Ecological influences on reproduction in sea urchins, particularly photoperiod, have been studied extensively. Effects of proximate environmental factors (temperature, water motion, food) on reproduction of purple urchins, Strongylocentrotus purpuratus (Stimpson, 1857), were
sampled monthly for 2 yrs for intertidal, and subtidal populations at the same latitude in the point Loma kelp forest, San diego, California, USA. gonad index (GI) was highest at 8 m, intermediate in the intertidal, and lowest at 18 m. GI increased across sites from spring through autumn and
decreased sharply from late autumn through early winter. Stomach index (SI) peaked in summer and in autumn-winter. Increases in SI followed temporal peaks in drift plant abundance, but preceded increases in GI. Temperatures ranged from 11–22 °C, varying inversely with depth. Water
movements were highest at deeper sites. Spawning coincided with high wave periods. Abundance of drift macroalgal food generally increased from deep to shallow sites, with rare peaks in abundance of intertidal drift. Algal food quantity appears to regulate reproductive output, not timing.
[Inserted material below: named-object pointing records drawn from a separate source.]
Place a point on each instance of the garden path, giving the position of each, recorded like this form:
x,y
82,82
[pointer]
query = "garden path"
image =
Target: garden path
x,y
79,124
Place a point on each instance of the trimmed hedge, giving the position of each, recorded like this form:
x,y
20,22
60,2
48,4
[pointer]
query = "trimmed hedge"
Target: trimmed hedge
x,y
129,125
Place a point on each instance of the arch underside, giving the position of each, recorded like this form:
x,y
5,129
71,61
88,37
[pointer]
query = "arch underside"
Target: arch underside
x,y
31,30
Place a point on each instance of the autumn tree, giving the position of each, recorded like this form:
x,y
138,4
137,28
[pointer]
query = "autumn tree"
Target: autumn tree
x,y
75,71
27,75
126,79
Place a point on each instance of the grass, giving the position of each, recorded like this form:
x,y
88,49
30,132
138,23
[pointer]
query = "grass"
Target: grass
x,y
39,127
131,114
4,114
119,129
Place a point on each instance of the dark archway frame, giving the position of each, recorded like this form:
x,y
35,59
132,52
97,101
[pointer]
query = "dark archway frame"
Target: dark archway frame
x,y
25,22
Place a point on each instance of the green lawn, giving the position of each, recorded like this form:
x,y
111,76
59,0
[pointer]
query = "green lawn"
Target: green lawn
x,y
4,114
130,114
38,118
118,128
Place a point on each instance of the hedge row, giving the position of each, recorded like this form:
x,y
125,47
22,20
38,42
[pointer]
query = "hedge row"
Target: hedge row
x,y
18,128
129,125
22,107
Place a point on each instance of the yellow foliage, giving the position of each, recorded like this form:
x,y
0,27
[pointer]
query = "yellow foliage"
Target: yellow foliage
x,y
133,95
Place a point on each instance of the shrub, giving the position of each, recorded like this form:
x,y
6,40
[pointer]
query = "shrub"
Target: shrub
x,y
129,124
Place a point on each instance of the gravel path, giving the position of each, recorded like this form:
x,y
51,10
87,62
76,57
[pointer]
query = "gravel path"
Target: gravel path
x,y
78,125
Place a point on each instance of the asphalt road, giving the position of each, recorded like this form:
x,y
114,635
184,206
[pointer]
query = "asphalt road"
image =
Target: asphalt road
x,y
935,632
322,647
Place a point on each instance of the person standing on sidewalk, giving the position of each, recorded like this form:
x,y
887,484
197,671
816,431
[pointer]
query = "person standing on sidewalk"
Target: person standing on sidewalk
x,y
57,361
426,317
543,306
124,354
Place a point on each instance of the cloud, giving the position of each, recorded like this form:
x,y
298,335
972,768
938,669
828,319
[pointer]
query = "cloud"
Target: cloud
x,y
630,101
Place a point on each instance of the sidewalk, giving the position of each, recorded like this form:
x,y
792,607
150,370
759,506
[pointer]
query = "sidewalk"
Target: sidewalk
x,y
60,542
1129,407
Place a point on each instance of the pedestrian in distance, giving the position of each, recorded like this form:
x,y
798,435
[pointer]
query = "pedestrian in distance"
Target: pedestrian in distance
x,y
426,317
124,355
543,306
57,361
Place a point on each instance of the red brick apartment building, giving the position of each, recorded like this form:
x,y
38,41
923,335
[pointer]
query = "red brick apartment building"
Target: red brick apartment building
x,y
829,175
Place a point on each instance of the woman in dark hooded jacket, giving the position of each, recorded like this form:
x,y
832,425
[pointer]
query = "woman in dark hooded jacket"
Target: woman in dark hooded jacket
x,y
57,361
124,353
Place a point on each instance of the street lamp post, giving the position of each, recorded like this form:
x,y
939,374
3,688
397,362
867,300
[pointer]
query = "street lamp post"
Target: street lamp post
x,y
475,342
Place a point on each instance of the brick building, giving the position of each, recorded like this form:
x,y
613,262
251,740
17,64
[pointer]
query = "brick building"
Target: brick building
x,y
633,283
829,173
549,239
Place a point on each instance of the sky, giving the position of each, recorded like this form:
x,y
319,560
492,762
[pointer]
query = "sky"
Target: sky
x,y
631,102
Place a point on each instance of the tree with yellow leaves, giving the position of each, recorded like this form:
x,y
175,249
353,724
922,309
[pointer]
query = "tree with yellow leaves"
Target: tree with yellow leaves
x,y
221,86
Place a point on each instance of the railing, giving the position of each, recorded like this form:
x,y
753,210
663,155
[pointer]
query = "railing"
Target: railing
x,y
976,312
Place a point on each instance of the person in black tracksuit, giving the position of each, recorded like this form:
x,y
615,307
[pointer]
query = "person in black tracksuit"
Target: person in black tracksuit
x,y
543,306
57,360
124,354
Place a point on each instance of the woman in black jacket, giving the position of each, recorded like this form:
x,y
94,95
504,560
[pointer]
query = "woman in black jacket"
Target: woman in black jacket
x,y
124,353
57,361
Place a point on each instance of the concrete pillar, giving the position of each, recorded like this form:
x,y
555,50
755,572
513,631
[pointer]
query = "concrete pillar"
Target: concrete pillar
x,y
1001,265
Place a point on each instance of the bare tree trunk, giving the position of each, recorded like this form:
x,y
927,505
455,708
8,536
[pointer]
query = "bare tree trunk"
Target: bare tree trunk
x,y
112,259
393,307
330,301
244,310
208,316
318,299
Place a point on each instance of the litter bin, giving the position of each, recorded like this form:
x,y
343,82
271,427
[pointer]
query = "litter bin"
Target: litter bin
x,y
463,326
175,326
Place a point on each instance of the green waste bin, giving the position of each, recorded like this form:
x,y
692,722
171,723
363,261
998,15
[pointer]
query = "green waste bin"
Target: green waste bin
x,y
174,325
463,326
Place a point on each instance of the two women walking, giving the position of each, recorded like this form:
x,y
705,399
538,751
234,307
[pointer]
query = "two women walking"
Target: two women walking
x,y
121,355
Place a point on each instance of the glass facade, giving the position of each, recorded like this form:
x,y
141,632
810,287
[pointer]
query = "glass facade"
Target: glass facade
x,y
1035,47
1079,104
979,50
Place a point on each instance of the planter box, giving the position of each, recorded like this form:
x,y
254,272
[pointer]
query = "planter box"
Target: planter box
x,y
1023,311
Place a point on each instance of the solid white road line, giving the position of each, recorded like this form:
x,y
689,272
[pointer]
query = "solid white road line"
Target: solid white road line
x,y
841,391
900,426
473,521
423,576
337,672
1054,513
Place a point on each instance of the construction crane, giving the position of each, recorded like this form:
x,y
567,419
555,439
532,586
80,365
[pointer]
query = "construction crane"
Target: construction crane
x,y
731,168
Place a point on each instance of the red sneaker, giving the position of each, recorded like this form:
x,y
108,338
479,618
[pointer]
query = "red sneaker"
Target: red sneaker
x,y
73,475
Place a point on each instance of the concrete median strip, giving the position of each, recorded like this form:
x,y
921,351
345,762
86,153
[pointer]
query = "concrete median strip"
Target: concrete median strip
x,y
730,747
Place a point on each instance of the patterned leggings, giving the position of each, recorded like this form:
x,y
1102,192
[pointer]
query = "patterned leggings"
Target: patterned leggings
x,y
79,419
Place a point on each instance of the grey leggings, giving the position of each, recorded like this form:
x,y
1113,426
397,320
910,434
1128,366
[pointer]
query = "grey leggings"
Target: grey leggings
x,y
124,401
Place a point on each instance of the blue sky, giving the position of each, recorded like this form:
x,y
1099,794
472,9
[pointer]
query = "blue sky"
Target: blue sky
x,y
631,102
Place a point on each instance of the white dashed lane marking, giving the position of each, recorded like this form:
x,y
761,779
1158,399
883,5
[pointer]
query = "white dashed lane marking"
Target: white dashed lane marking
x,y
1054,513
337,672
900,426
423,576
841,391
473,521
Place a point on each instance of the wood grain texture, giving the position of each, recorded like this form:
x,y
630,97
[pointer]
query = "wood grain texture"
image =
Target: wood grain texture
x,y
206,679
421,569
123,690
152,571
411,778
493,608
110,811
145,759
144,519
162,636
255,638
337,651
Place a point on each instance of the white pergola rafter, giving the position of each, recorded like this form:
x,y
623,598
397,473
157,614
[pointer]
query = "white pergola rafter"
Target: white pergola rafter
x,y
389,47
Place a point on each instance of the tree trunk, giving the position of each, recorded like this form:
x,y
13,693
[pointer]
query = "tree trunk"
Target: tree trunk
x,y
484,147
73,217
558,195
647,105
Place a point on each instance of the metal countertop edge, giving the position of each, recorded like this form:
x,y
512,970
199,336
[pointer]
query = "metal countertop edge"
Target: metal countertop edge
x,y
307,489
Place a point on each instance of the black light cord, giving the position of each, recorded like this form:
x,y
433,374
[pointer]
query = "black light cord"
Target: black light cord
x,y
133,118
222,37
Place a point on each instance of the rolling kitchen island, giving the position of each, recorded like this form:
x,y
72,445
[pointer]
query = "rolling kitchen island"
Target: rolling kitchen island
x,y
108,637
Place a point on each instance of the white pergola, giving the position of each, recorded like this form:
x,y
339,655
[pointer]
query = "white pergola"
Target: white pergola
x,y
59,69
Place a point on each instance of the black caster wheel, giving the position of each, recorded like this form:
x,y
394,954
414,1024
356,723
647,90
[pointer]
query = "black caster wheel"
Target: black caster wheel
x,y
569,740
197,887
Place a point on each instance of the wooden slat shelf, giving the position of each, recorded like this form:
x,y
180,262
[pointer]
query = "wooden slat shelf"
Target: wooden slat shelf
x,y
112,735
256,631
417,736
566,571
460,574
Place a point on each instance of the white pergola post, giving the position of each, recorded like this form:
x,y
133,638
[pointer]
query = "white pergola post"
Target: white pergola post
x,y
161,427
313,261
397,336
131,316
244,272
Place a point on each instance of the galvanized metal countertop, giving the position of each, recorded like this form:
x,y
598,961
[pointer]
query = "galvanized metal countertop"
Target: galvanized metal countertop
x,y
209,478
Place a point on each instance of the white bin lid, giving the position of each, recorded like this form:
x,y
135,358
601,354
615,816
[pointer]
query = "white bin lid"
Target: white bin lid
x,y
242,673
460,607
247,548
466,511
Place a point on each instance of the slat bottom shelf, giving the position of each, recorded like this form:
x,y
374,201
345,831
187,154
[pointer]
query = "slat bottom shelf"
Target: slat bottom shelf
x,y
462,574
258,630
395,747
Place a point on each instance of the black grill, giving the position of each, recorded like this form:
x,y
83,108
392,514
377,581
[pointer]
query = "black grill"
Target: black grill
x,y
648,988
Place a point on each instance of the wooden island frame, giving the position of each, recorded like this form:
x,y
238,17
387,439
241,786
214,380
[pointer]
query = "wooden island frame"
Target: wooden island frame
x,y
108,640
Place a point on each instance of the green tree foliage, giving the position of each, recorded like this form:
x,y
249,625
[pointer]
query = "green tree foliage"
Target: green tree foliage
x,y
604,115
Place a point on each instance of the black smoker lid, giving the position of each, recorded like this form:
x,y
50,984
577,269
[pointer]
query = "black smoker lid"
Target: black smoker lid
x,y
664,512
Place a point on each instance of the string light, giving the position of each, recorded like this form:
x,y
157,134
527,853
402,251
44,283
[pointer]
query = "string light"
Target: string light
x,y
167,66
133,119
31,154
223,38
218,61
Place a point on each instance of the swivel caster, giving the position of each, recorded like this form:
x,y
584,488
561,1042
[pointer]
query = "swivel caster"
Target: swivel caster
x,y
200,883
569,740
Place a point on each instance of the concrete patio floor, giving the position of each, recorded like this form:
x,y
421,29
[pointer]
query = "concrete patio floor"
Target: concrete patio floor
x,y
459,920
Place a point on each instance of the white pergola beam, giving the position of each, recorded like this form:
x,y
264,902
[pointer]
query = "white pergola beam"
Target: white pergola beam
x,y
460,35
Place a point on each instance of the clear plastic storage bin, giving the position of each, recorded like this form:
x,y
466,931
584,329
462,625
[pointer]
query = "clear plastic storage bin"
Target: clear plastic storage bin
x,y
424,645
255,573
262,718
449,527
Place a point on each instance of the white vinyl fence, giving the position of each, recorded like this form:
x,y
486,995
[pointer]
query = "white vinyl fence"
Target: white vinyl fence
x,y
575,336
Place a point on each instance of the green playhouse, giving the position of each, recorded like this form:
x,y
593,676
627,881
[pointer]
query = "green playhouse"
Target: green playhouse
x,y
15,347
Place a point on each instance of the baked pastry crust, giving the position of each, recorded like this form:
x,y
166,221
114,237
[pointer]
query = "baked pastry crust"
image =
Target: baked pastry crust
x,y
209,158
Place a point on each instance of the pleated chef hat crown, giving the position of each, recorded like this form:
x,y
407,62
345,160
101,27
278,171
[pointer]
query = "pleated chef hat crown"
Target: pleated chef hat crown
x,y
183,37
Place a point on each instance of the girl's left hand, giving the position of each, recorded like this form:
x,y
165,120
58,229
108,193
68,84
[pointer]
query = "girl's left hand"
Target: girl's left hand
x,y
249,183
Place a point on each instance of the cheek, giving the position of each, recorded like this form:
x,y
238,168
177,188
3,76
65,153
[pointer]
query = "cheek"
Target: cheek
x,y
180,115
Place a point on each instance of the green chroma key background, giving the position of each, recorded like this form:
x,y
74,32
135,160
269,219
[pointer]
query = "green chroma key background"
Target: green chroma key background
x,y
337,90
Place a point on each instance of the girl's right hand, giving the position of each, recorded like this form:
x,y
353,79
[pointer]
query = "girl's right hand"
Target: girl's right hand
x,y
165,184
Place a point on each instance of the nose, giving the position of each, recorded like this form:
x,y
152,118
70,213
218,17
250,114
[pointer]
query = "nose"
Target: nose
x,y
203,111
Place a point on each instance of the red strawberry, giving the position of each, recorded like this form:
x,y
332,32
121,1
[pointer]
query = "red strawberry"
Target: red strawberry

C:N
ratio of drift kelp was generally higher, and nitrogen correspondingly lower, at warmer temperatures or shallower depths; nitrogen was lower in drift than in live kelp. gonadal growth, development, and spawning occurred earlier at deeper subtidal sites with faster flows, lower temperatures,
and higher food quality, despite low drift abundance. gonad production was highest intertidally despite high population density, prolonged high temperatures > 17 °C limiting gametogenesis, and only sporadic availability of drift. Naturally co-occurring abiotic and biotic factors combine
to affect reproduction in S. purpuratus.